BRAINTREE, Mass. — On the 10th anniversary of the Boston Marathon bombing, Cardinal Seán P. O’Malley reflected on the impact the event had on the victims, survivors, first responders and what must be done to prevent such acts of violence.
“Ten years removed from that horrific day, the pain and suffering we witnessed does not easily subside,” he said.
On April 15, 2013, as people participated in the marathon on Patriots Day, two bombs went off near the finish line on Boylston Street in Boston. Hundreds were injured, and three people were killed at the time: Martin Richard, 8, Krystle Campbell, 29, and Lingzi Lu, 23.

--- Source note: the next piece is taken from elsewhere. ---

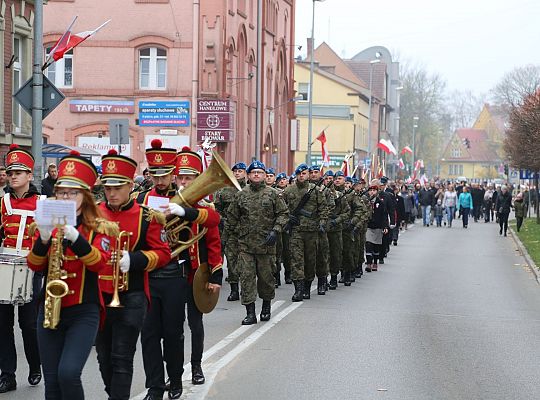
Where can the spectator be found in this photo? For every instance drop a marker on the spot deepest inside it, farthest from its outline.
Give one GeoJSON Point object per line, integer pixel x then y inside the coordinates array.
{"type": "Point", "coordinates": [47, 184]}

The bombers, brothers Dzhokhar and Tamerlan Tsarnaev, also killed MIT Police Officer Sean Collier, 27, while evading the police in the days after the attack. Additionally, a Boston police officer, Sgt. Dennis Simmonds, suffered a head injury in a firefight with the fugitives, and died a year later. He was 28.
Tamerlan, 26, died of injuries he suffered during a gun battle with police. He also sustained injuries when his younger brother hit him with a car as he fled. Dzhokhar, now 29, was convicted April 8, 2015, on 30 charges stemming from the bombings and was sentenced to death. A federal appeals court overturned his death sentence, but the U.S. Supreme Court reinstated it in March 2022.
In his statement, Cardinal O’Malley said of the five victims, “We will never forget them. Each of their lives was a unique expression of love, concern for others, and courage. They will remain in our prayers as will their loved ones who continue to mourn their loss.”
Boston’s cardinal said that the season of Easter is a reminder “that in the midst of the darkness of this tragedy we turn to the light of Jesus Christ. We put our faith and trust in the Lord despite the senseless violence of that day.”
He said those who were injured “have inspired us with their courage and determination to not let hate deter them from living their lives.” Some of them continue to run the marathon each year. Cardinal O’Malley called this “a sign of hope and the resiliency of the human spirit.”
He also expressed gratitude to the first responders, “who selflessly charged into danger to rescue the injured and bring aid and comfort to all who were impacted. They exemplified the best of humanity.”
The cardinal noted the “increasingly senseless violent acts” taking place in the world, claiming the lives of innocent people, including children. He called upon leaders to “demonstrate the courage to find consensus and enact policies” for gun safety and mental health programs, “to save lives and address the underlying causes of this violence.”
“Each of us can contribute to these challenges through thoughtful consideration of how we talk to and about each other,” Cardinal O’Malley said.
He closed by quoting Pope Francis, who has said that “the more we feel our hearts are agitated, the more we sense we are nervous, impatient, angry inside, the more we need to ask the Lord for the Spirit of peace.” The pope added, “Let us also ask this for those who live next to us, for those we meet each day, and for the leaders of nations.”
“Let us honor the memory of Martin, Krystle, Lingzi, Sean and Dennis by asking the Lord for this gift of peace during these challenging days,” Cardinal O’Malley concluded.